Edward explained the ease and lenience of requirements in the hiring process for nurses:

I was trying to apply in other parts of the Middle East like Saudi, Qatar, and Oman but they have several considerations for hiring: the bed capacity of the hospital where you worked, the trainings that you attended and passed, etc. For Libya, there was no examination, no required training. During that time, they really needed nurses, so they initiated mass hiring.

Prior to departure, the interviewees were all aware of the conflict situation in Libya. However, they have been assured by their respective recruitment agents and representatives from Libya that the situation has improved and the workplaces were safe. That assurance, corroborated by the support from the Philippine government, has lessened the perception of risk:

I trust that the Philippine government would not deploy its citizens to unsafe places. They wouldn’t allow us to leave if there are problems [of security] in Libya. (Nelson).

James was also optimistic about the peace and order situation in Libya. He recalls:

We knew that there was war…but also, we knew that the dictatorship of Muammar Gaddafi has come to an end. So we thought it was okay to go there because there was no more dictator. We didn’t think about the eventuality that the supporters and the opposing group would spark another civil war. Then came the ISIS. We didn’t anticipate that.

Diane, meanwhile, summed up what she knew about Libya before going:

What I knew about Libya was that it’s a rich country and it is in North Africa. And also one of the countries that got famous due to the recent unrest.

Lacking a deep understanding of the situations in the destination country, the risk perception of the interviewees was anchored on the assurances provided by the recruiting agents and the Ministry of Libya. They were also aware that government-led repatriation is possible when the situation gets worse. Agents and institutions were apparently trusted, effectively reinforcing the migration of nurses by guaranteeing the financial and physical security of health workers to a well-known conflict zone.

The assumption of a post-war yet violence-free destination prior to migration was confirmed when, upon arrival in 2012 and 2013, they found Libya to be, in the words of Nelson, “peaceful.” Some nurses also felt secure because of the distance of their workplace from the main cities and conflict zones of Libya. Bombings, according to Nelson, only sparked in the early part of 2014. Edward’s observation is worth noting:

It was like an apocalypse. You wouldn’t see crowded areas. We saw broken (burned) houses.

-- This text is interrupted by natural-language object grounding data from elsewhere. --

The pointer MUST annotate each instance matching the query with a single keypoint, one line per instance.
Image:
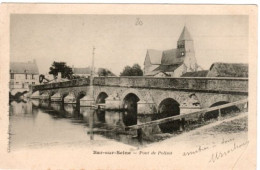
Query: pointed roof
(185, 35)
(155, 56)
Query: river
(35, 123)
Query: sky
(120, 41)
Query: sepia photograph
(131, 87)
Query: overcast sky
(120, 42)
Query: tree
(135, 70)
(66, 71)
(105, 72)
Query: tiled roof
(170, 57)
(228, 70)
(86, 70)
(155, 56)
(167, 68)
(20, 67)
(202, 73)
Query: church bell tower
(185, 48)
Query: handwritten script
(220, 154)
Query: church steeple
(185, 43)
(185, 35)
(186, 51)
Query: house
(81, 72)
(22, 75)
(173, 62)
(228, 70)
(221, 70)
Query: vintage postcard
(98, 86)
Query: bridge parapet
(55, 85)
(208, 84)
(223, 84)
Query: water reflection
(61, 123)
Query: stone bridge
(146, 94)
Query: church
(172, 62)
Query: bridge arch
(79, 96)
(63, 95)
(130, 102)
(101, 97)
(224, 111)
(166, 108)
(169, 106)
(133, 91)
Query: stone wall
(239, 85)
(190, 93)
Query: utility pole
(92, 67)
(93, 57)
(91, 89)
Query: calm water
(37, 123)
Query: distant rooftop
(23, 67)
(86, 70)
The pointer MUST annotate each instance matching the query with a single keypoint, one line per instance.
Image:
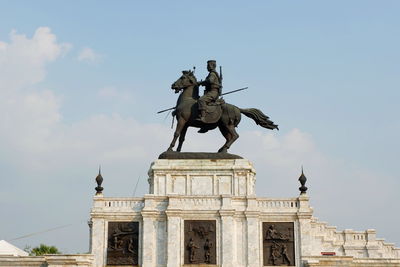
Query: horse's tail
(259, 117)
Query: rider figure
(213, 88)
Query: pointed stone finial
(302, 180)
(99, 181)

We saw groups of militia and several armed groups. But when we got there, despite the presence of militia, it was peaceful.

Uncertain of what lies ahead of them in this new place, “peaceful” must have come as an assurance that all would be well, unaware of the socio-political undercurrents that might spark the violence anew.

Labor conditions

All the interviewees are in a consensus that they had a good start. The fascination of working abroad and the benefits that came with it gave the initial boost. Accommodation close to their workplaces was provided either for free or with a housing allowance, without any electricity or water bill to pay for. Some were given furniture allowance and individual allowances equivalent to a month’s salary due to delay of the initial monthly salary. And when the entire compensation was given for an entire 6 months, Edward recalls his amazement:

Oh my God, it was a huge amount! It was my first time to have that amount of money. How would I spend it? So we bought all the things that we wanted to buy. I bought a tricycle for my father. I bought a cellphone for myself. The rest, I sent it for the education of my siblings.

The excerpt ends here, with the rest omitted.